The chairman of the House Select Committee on Homeland Security introduced a bill that would speed up the process of getting first responders homeland security funds.
Rep. Christopher Cox (R-Calif.), chairman of the House Select Committee on Homeland Security, last week introduced a bill that would streamline and expedite what critics describe as a cumbersome process for getting homeland security funds to first responders.
H.R. 3266 — also called the Faster and Smarter Funding For First Responders Act — essentially would reduce a 12-step grant, reducing the process to two steps. It would allow states and regions to apply for grants, which would be awarded based on the greatest threat to an area rather than a population-based formula.
More than a month ago, Cox and other government officials and homeland security experts complained that the grant process was fragmented and the formulas were "complicated and eccentric" because they were built for political needs.
"Thus the grant formula for fighting fires now serves double duty for homeland security," he told a Senate Judiciary subcommittee Sept. 3. "But this and other such formulas have nothing to do with objective measurements of the relative risk of terrorist attacks. Inserting intelligence into the equation for our emergency responders is where [Congress] can and should exert its influence."
Cox's bill doesn't touch federal grants — which are specifically identified in the bill — existing prior to Sept. 11, 2001, that already help local law enforcement, firefighters, ports, emergency medical services or public health missions. It does affect homeland security grant programs after that date.
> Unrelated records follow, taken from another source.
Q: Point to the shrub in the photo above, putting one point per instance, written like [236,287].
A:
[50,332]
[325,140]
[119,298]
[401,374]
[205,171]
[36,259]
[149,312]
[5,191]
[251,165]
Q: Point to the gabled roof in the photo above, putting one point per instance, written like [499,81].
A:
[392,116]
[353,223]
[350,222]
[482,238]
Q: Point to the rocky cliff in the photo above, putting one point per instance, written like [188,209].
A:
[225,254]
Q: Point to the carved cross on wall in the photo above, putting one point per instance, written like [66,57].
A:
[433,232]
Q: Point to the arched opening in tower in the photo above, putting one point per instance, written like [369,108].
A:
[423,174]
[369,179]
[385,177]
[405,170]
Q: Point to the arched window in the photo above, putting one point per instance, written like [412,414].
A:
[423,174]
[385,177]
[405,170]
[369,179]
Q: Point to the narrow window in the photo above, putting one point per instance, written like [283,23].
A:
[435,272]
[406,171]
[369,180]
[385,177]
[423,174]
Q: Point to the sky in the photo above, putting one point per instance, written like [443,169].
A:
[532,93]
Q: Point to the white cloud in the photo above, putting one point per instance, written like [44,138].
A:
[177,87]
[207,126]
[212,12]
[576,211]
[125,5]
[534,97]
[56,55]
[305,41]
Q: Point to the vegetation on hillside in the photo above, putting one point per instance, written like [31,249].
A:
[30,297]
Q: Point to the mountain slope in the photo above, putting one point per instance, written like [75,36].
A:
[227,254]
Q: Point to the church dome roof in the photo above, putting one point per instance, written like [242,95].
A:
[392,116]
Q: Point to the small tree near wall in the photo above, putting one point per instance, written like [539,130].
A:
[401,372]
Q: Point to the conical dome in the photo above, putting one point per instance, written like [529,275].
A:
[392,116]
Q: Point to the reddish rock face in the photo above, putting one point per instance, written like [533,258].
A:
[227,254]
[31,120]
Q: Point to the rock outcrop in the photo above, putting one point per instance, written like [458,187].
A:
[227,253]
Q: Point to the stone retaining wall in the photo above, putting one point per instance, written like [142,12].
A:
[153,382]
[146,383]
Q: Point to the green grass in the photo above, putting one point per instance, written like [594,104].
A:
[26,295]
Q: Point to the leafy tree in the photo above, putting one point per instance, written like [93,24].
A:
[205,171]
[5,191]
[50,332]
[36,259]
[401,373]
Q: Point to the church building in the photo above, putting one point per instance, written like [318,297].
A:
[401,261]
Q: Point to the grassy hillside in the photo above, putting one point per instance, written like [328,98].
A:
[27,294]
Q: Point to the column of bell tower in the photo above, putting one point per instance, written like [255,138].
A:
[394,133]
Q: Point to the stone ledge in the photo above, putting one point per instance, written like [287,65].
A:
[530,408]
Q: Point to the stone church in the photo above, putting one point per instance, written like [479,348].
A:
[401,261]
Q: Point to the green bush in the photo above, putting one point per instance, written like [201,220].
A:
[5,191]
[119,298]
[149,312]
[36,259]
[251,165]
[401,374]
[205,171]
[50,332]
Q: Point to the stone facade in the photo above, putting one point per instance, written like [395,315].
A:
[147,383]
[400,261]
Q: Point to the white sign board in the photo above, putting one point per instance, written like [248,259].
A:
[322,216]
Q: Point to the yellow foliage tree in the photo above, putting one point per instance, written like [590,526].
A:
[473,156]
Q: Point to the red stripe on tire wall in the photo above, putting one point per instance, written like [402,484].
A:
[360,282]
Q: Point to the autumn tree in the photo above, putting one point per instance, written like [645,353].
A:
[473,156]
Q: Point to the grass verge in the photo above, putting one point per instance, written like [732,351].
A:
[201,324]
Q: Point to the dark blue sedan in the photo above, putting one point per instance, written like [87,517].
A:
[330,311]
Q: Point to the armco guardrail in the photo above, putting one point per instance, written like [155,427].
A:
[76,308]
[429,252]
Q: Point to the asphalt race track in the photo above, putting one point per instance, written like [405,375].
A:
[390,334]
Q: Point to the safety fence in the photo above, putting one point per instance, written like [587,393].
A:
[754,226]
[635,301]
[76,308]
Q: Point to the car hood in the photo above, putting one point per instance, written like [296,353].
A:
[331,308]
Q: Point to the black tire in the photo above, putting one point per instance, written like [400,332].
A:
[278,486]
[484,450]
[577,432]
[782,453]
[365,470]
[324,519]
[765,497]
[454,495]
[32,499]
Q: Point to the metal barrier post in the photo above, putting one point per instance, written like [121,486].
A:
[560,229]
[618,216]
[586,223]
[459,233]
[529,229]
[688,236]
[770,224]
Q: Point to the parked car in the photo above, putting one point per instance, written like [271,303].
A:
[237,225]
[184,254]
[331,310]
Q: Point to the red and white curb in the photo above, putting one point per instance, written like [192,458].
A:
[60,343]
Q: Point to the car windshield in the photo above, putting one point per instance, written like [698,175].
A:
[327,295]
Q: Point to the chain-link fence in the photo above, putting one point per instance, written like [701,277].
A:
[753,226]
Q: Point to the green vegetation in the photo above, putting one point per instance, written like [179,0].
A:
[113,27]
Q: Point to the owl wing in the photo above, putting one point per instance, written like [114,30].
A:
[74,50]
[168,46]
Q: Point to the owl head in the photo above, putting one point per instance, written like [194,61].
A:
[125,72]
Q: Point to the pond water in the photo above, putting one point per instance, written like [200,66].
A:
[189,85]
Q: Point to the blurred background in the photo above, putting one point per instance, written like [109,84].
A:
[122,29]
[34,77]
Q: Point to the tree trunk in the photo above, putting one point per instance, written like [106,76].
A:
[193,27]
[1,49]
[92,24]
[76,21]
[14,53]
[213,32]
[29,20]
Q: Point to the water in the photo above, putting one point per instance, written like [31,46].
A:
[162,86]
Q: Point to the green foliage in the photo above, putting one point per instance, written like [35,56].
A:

Under the bill, funds could be used for buying new or upgrading existing equipment and training on it, as well as training and exercises related to prevention and emergency preparedness. Funds cannot be used to construct buildings. The Homeland Security Department's Office of State and Local Coordination would administer the funds.
Applicants would have to provide information on how the money would be used, beneficiaries, applicable mutual aid agreements, descriptions of the threat posed and a statement explaining why the grant would not be a traditional first responder mission.
Recipients, who would have to match 25 percent of the funds received, must pass 80 percent of the funds to local governments, first responders and other local groups specified in the application within 45 days of receipt.
The bill creates an advisory council that will advise Homeland Security officials whether a federal standard is needed for any particular first responder equipment or training. It also proposes to modify the color-coded Homeland Security Advisory System so warnings can be issued in specific geographical areas based on intelligence on the specific threat conditions.
In late September, Rep. Jim Turner (D-Texas), ranking member on the House Select Committee on Homeland Security, proposed H.R. 3158, a bill called the Preparing America to Respond Effectively Act of 2003. The proposed legislation would determine first responder needs and base future funding on those priorities, revise the color coded threat system, provide interoperable communications for first responders, and require equipment and training standards be established.